2007 wurde Stone and Parkers Vertrag mit Comedy Central verlängert. Zehn Jahre nach dem South Park war es eine kulturelle Ikone. Der neue Vertrag, den Stone und Parker unterschrieben haben, gilt in Hollywood noch immer als beispiellos. Der Vertrag ermöglichte es ihnen, einen digitalen Hub für alles South Park zu schaffen, einschließlich Streaming-Episoden – und Streaming war 2007 noch nicht wirklich eine Sache. Der wichtigste Teil des Vertrages war, dass es den Machern von South Park 50% aller Werbeeinnahmen, die durch die Show generiert wurden, gab – ob das nun ausgestrahlt oder digital ist.

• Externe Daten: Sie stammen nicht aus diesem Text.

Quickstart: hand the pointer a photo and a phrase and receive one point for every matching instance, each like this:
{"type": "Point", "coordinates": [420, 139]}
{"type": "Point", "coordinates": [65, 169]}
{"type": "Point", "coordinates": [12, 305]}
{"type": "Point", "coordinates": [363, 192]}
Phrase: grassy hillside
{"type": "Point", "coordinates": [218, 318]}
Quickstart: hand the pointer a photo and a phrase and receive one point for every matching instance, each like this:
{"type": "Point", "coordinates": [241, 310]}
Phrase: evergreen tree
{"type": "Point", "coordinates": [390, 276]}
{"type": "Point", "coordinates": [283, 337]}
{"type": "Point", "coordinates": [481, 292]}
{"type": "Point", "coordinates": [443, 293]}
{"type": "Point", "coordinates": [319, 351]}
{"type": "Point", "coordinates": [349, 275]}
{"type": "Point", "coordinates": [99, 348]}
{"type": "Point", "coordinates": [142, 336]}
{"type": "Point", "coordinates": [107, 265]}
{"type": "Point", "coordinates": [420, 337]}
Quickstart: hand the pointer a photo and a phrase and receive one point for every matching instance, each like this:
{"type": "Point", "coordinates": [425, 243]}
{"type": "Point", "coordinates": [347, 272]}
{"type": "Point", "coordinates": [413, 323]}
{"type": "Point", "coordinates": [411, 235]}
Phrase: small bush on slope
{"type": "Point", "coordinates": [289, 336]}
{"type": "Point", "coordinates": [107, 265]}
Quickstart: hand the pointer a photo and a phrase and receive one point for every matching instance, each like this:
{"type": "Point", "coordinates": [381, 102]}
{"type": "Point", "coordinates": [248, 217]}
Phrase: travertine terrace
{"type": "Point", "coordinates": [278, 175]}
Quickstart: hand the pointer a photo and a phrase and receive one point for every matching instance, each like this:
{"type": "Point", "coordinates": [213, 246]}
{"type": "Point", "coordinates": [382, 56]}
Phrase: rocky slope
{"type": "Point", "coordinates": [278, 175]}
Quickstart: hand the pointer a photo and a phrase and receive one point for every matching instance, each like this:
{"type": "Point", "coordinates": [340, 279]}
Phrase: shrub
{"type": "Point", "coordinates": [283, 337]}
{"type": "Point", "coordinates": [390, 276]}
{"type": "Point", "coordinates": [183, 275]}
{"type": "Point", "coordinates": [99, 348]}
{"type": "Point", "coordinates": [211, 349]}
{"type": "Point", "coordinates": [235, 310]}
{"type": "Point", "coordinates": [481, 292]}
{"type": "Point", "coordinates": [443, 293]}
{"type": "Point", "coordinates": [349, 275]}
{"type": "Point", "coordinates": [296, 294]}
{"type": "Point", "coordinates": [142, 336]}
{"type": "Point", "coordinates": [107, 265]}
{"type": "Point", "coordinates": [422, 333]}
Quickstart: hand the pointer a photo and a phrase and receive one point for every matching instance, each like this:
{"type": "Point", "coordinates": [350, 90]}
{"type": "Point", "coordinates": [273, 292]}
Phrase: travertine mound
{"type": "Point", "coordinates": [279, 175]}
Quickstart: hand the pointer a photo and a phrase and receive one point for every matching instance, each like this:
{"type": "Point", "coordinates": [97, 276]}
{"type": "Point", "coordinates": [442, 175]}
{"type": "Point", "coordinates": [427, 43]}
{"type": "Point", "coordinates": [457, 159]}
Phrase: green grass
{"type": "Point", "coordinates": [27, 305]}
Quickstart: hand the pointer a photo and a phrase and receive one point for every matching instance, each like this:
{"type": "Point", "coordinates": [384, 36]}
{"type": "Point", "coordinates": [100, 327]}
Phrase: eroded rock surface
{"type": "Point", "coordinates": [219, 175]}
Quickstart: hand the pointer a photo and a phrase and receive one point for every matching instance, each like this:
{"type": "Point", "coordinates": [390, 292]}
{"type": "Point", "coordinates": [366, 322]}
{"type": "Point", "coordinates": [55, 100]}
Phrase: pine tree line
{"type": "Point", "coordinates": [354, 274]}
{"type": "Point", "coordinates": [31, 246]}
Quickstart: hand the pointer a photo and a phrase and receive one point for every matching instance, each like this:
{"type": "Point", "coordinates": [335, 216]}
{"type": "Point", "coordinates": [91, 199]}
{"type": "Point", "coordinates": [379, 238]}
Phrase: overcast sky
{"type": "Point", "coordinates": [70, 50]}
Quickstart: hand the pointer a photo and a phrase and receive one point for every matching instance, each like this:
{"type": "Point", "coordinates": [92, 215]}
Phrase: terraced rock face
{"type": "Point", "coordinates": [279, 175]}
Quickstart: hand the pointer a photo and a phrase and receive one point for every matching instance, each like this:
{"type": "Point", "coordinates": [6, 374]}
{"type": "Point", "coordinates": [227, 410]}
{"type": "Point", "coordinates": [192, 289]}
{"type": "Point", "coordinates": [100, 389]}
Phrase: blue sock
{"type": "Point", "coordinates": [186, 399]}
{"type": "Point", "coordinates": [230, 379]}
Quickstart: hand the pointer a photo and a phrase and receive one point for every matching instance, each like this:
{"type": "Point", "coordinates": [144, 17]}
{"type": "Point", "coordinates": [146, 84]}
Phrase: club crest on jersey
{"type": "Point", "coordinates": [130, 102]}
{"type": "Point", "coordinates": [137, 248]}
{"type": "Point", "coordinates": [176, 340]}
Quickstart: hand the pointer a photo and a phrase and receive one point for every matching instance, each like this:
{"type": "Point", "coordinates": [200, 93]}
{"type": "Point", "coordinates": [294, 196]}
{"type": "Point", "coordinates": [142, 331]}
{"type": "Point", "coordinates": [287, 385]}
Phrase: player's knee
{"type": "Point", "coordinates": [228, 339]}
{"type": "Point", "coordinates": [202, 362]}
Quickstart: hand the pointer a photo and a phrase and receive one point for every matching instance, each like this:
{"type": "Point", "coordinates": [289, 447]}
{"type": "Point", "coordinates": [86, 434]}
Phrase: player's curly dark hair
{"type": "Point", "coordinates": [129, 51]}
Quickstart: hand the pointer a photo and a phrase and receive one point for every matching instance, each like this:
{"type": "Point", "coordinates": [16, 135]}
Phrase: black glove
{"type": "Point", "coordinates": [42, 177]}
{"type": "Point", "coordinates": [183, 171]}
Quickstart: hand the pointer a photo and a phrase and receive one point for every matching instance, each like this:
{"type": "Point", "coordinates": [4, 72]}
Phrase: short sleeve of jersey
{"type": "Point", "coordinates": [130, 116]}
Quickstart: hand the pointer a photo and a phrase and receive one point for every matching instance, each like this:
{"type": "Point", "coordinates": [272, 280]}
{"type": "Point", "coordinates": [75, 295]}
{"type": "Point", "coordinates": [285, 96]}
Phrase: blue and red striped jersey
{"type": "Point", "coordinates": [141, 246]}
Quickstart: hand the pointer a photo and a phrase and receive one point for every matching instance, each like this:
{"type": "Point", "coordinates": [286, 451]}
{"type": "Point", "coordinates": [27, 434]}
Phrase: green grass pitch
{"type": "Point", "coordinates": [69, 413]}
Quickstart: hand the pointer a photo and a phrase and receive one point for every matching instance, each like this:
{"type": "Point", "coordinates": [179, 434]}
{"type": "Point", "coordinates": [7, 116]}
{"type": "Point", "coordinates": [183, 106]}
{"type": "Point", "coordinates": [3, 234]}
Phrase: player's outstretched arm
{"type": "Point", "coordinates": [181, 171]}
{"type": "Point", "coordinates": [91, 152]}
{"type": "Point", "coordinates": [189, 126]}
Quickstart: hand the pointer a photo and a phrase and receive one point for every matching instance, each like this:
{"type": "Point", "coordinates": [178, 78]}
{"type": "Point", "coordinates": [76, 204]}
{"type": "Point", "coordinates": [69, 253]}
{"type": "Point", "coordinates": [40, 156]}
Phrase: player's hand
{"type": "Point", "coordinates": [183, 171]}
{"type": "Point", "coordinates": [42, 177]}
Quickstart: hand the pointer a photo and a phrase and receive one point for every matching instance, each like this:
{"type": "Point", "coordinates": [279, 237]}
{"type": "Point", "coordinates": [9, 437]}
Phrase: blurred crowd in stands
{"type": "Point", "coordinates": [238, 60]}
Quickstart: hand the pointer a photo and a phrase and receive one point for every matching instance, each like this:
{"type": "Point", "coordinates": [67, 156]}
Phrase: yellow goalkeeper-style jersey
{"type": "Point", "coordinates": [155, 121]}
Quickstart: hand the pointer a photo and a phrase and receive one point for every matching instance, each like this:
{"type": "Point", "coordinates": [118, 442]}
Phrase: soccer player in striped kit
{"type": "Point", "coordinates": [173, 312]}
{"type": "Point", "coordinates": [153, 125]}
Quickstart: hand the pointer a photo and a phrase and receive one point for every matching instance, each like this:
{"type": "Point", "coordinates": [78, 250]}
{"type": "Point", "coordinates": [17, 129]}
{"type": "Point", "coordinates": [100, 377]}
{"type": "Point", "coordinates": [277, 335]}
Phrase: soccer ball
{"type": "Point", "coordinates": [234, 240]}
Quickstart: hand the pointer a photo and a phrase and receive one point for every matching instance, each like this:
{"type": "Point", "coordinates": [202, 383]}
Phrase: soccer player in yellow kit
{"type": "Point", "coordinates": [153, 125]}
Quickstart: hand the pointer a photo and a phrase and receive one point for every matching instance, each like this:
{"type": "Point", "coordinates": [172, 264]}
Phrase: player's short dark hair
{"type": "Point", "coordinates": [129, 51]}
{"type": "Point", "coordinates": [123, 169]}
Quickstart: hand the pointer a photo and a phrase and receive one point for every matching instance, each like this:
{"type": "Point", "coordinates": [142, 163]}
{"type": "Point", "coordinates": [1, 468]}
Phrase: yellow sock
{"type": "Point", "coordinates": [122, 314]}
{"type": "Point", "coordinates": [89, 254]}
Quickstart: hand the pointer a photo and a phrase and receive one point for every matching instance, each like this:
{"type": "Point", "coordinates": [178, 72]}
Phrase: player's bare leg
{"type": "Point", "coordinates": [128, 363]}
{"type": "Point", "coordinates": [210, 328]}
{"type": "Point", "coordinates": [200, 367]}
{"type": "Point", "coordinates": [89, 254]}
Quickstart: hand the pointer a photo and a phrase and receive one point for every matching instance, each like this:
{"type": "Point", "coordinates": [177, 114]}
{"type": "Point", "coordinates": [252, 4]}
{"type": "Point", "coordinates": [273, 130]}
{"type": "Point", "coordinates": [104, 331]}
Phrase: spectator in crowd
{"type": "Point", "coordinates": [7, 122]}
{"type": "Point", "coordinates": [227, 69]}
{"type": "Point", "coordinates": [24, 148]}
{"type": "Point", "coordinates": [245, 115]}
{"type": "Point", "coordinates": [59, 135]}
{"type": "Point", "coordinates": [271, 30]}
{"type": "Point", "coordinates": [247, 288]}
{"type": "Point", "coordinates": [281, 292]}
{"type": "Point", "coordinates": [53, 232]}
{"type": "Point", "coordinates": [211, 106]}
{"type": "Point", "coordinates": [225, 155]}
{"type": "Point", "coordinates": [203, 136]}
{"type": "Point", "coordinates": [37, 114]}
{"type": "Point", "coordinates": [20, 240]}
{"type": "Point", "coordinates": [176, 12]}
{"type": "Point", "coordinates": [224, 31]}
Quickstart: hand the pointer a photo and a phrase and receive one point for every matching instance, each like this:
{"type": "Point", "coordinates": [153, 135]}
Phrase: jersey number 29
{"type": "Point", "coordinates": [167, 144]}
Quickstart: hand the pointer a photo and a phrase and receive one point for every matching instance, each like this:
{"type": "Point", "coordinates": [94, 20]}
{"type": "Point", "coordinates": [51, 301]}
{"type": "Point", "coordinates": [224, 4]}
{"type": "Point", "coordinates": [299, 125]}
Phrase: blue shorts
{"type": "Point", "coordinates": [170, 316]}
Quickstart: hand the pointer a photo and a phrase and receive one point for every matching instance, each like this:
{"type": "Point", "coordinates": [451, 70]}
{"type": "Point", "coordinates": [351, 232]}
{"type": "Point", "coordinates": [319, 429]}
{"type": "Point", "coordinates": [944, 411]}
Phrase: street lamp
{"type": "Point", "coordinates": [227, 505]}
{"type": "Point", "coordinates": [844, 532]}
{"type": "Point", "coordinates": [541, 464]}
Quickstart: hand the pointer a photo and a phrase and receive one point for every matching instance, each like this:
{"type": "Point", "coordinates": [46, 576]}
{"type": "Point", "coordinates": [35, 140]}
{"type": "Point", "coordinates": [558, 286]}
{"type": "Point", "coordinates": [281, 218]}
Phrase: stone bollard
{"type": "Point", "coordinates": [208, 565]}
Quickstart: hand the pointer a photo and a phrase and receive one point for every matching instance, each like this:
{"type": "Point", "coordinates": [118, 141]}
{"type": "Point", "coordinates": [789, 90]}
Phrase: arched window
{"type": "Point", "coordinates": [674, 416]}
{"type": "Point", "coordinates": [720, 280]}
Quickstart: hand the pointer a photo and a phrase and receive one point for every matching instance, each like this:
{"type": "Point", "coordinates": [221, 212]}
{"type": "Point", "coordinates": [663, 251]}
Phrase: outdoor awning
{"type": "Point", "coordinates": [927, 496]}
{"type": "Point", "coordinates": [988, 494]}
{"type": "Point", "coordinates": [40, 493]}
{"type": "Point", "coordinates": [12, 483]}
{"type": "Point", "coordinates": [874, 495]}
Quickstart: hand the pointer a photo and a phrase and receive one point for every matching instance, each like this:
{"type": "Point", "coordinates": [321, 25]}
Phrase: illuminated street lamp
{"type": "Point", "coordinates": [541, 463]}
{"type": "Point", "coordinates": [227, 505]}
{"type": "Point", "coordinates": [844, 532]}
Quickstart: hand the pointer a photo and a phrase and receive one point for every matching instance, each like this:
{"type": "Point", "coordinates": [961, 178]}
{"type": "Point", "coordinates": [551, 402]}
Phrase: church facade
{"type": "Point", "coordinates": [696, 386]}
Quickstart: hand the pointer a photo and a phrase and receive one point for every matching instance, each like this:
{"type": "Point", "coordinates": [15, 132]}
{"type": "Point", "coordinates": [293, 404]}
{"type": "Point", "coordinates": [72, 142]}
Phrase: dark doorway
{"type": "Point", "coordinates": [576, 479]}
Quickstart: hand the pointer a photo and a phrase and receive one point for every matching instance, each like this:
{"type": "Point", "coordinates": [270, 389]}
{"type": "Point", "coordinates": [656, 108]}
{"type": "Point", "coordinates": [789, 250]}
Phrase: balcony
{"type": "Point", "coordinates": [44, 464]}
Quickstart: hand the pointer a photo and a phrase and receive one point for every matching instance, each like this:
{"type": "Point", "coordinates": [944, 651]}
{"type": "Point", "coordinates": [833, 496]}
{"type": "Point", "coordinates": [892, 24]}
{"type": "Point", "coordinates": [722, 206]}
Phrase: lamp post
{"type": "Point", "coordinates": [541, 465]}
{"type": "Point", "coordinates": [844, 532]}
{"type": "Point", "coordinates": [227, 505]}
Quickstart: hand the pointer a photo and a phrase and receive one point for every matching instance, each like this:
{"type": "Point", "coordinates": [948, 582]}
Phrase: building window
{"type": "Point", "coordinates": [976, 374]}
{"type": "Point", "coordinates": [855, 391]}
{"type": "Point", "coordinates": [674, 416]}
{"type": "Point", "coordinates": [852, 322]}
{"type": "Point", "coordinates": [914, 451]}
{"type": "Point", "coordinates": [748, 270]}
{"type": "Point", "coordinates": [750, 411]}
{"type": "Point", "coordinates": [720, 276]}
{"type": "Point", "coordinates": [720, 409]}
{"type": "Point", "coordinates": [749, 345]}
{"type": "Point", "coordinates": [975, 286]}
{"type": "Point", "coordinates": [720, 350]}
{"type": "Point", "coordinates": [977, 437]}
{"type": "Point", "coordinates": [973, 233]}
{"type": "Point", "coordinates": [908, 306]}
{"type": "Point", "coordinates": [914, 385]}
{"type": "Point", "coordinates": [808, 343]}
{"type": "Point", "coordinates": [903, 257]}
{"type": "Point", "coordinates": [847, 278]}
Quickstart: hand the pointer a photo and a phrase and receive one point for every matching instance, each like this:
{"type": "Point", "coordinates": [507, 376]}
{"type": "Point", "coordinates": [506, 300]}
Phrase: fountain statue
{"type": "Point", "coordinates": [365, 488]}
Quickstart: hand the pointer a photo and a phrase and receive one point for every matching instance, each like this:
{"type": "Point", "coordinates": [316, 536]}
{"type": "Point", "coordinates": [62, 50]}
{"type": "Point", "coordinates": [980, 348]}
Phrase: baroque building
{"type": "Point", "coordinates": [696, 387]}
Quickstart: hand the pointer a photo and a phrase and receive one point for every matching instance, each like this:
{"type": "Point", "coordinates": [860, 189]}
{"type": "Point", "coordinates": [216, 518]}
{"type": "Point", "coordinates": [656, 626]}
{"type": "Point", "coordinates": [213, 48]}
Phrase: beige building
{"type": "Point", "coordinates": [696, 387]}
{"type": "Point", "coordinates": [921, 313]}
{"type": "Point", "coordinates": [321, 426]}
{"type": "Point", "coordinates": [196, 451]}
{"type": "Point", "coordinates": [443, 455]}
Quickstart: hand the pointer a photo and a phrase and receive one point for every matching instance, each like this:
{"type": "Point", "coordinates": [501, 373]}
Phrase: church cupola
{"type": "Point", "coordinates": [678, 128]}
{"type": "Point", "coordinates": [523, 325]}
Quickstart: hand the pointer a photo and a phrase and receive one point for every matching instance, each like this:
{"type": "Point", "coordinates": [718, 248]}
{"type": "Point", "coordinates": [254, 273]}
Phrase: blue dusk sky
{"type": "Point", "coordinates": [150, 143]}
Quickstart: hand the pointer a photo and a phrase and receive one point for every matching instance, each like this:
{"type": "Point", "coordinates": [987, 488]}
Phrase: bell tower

Als Folge davon verdienen Stone und Parker zwischen 25 und 30 Millionen Dollar pro Jahr, nur aus der Comedy Central-Sendung der Show. Jedes Mal, wenn die Show in Syndizierung verkauft wird, erhalten sie jeweils 50%-25%. Im Jahr 2015 zahlte Hulu eine Rekordsumme von 192 Millionen US-Dollar, um ihren Vertrag mit South Park zu verlängern. Heute sind jedoch noch viel mehr Streaming-Dienste im Rennen und haben ihre Augen auf die von Trey Parker und Matt Stone kreierten Serien. Hulu kämpft Berichten zufolge gegen HBO Max und Peacock um die Rechte, die beide 2020 auf den Markt kommen sollen.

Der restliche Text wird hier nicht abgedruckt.